O fato é que algumas declarações podem trazer problemas a Dirceu. Heloísa Helena, que não costuma deixar nada passar em brancas nuvens, já anunciou que processará seu acusador. Motivo: Dirceu disse que, por motivos “impublicáveis”, a então senadora por Alagoas teria votado contra a cassação de Luiz Estevão, primeiro senador cassado na história da República. A ex-senadora, a julgar pela nota divulgada pelo Psol (leia íntegra abaixo), será responsável por mais um processo aberto contra Dirceu na Justiça.
O ex-ministro deve ter esquecido de que da boa relação com Hugo Chávez dependem alguns negócios de seu interesse, uma vez que faz as vezes de “consultor” na América Latina – com clientes como o magnata mexicano Carlos Slim, o homem mais rico do mundo atualmente. Ao mandatário-mor da Venezuela, idólatra do líder revolucionário Simon Bolívar, restou a singela classificação: “louco”, disse Dirceu na entrevista.
Quanto a Lulinha, filho do presidente Lula, Dirceu praticamente o chamou de mentiroso ao dizer que ele “não se importa com a verdade”. Diante da repercussão negativa da (s) declaração (ões), Dirceu alegou que se referia a outra pessoa – embora seja comum ele dispensar tal tratamento a Lulinha, como garantem alguns de seus companheiros. Resultado: fica ainda mais "queimado" com seu companheiro histórico, tendo-lhe atacado o próprio filho.
Ressaca
O arrependimento de Dirceu em relação à polêmica entrevista ficou patente depois de ele ter pedido desculpas públicas, ontem (4), aos petistas do Rio Grande do Sul e ao ex-governador do estado Olívio Dutra. Segundo Dirceu contou à revista, o PT-RS teria usado dinheiro de caixa dois para construir a sede do partido na capital Porto Alegre. Quanto a Olívio, acusou-o de reclamar excessivamente do (extinto) Campo Majoritário do PT, então comandado por Dirceu, dizendo que, paradoxalmente, o ex-governador se beneficiava da corrente quando o PT-RS foi acusado de praticar caixa dois.
Resultado: em entrevista transmitida ontem (4) de manhã pela rádio Gaúcha, pediu desculpas aos “companheiros” gaúchos, e disse que telefonou para Olívio Dutra para explicar o mal-entendido. “Quero pedir desculpas aos petistas do Rio Grande do Sul pelo transtornou que eu causei”, disse Dirceu à rádio.

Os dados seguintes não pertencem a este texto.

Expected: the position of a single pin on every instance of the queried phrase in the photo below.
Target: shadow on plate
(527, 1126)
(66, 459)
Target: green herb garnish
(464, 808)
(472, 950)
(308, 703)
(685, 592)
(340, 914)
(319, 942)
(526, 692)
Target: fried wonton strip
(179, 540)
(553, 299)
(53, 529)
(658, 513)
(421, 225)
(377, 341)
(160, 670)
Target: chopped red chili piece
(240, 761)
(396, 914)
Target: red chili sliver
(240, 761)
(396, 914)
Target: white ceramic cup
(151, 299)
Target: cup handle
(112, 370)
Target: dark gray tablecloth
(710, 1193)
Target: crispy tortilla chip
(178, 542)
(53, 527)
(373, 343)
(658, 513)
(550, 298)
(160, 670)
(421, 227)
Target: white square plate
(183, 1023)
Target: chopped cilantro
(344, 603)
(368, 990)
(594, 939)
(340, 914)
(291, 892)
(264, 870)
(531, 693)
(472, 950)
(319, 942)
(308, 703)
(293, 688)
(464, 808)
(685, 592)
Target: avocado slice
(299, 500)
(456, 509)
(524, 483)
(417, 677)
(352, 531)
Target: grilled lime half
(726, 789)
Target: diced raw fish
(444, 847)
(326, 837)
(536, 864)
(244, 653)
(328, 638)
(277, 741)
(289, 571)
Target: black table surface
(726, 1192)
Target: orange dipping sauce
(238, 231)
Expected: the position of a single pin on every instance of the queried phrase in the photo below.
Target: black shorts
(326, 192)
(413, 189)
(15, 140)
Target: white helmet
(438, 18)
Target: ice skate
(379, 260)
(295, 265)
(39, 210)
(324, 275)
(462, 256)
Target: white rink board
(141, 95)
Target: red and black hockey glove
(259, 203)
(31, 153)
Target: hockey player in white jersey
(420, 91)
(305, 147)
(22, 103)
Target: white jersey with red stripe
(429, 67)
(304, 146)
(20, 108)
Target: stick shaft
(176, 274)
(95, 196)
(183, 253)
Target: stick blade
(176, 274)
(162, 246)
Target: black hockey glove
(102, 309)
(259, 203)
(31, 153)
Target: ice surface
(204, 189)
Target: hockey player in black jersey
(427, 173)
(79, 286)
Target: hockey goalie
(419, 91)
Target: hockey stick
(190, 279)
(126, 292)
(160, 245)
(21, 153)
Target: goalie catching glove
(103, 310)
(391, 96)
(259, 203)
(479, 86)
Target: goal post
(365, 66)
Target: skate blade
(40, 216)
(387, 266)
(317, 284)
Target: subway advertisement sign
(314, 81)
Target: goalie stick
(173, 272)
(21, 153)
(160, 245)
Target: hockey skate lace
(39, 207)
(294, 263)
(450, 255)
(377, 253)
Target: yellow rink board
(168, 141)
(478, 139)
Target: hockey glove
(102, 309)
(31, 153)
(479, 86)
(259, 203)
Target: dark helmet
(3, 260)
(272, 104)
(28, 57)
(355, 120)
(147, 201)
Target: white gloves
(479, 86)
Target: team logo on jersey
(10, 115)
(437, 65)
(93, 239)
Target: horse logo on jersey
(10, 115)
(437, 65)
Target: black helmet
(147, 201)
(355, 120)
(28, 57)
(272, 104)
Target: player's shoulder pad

Resta saber se os militantes gaúchos e Olívio Dutra – além dos outros alvos de Dirceu na entrevista mais polêmica do verão até agora – aceitarão os pedidos de desculpa, na hipótese de que estes venham a ser estendidos aos demais. Impedido de se candidatar a cargo eletivo até 2015 (a Câmara cassou, em 30 de novembro de 2005, seu mandato de deputado federal, imputando-lhe a pena de oito anos de “gancho” político, que começaram a ser contabilizados em 1º de fevereiro do ano passado), Dirceu pode ter seu já combalido prestígio político ainda mais prejudicado. Caso isso aconteça, ele não deve se abater. Resta-lhe o bilionário negócio da “consultoria” sul-americana… (Fábio Góis)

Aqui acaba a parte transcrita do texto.